Anatomically, the resting anal canal pressure consists of the internal anal sphincter (80–85%) and the external anal sphincter (15%). Changes in the highest resting anal canal pressure indicate changes in the structure and functions of the internal anal sphincter. The resting rectal pressure contains intra-rectal pressure, intra-abdominal pressure, contraction and elasticity in rectum. The resting rectal pressure is lower in normal condition, and may be higher when being not at rest. Table 3 showed that there was no marked difference in rectal resting pressures and anal rhythmic wave frequencies between neonates with HD and healthy neonates. Although patients with HD had higher anal sphincter pressures, all these data were within normal ranges (10–73.6 mm Hg) [9]. According to the literature, the anorectal pressure of premature infants is roughly the same as that of term infants [7, 8], but whether the anorectal pressure of neonates with HD is similar to that of healthy neonates is an issue for further research.

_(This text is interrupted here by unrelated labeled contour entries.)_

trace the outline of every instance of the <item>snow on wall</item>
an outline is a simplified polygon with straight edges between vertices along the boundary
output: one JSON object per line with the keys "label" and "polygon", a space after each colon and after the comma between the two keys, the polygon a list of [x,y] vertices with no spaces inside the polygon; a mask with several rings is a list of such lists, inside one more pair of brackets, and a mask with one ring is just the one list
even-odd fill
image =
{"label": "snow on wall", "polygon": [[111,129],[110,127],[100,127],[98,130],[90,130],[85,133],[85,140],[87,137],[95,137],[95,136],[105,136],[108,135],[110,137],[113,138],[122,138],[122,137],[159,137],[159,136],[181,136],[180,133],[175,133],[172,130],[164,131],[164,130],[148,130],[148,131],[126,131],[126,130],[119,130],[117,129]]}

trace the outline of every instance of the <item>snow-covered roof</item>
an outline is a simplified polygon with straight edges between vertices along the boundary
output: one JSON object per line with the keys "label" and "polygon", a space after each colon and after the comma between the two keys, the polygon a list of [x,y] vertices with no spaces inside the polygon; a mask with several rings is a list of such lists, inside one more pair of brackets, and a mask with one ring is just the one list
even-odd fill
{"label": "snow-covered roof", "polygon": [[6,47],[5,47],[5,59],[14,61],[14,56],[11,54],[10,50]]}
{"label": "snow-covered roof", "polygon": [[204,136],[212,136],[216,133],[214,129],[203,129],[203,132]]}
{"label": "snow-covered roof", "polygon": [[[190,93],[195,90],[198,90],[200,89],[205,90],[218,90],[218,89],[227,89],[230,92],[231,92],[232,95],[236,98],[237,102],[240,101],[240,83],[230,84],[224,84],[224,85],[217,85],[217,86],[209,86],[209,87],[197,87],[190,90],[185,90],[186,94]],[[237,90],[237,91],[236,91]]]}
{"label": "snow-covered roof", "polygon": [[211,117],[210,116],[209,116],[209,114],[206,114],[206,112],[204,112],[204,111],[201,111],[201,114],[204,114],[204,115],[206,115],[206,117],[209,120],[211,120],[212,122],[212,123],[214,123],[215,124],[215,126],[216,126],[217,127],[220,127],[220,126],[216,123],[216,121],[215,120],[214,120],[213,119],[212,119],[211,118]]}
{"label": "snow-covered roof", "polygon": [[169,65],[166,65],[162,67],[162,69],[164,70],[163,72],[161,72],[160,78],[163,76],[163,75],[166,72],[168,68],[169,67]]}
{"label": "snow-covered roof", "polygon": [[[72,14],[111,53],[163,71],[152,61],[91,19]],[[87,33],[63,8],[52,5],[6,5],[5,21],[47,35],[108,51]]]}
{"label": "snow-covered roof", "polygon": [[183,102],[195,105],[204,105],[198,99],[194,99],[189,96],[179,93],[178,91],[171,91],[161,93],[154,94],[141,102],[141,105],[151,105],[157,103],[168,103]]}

Suction rectal biopsy is the current gold standard in the diagnosis of HD and barium enema is thought to be useful in evaluating the level of aganglionosis and deciding on the surgical approach [10, 11]. So, in association with rectal suction biopsy and barium enema in evaluating patients for HD, there is broad agreement that ARMM is unnecessary to diagnose HD [11]. But in our experience, the diagnostic accuracy of suction rectal biopsy is attributed to the judgment of the pathologist and the difference in the quality of the suction rectal biopsy instruments leading to adequate specimens with sufficient amounts of submucosa or inadequate specimens with insufficient amounts of submucosa. In addition, use of a barium enema in the first month of life, however, may be particularly difficult in diagnosing HD because of the failure to show a transition zone. Furthermore, a barium enema should be mostly avoided if the newborn has clinical enterocolitis because of the risk for perforation. Especially for those patients with ultrashort or short HD, rectal suction biopsy and barium enema are not the right choices in the neonatal period, because of a normal length of hypoganglionosis above the dentate line and the failure to show an obvious narrow, transition, and dilated zone. And that, in our study ARMM seems to be a simple, safe, and non-invasive method with high-specificity for the diagnosis of HD in neonates, especially for ultrashort or short HD. But care must be taken that ARMM does not replace rectal suction biopsy as the definitive test to rule out HD, only as another study complement except for barium enema. Thus, ARMM is recommended for neonates with suspected HD.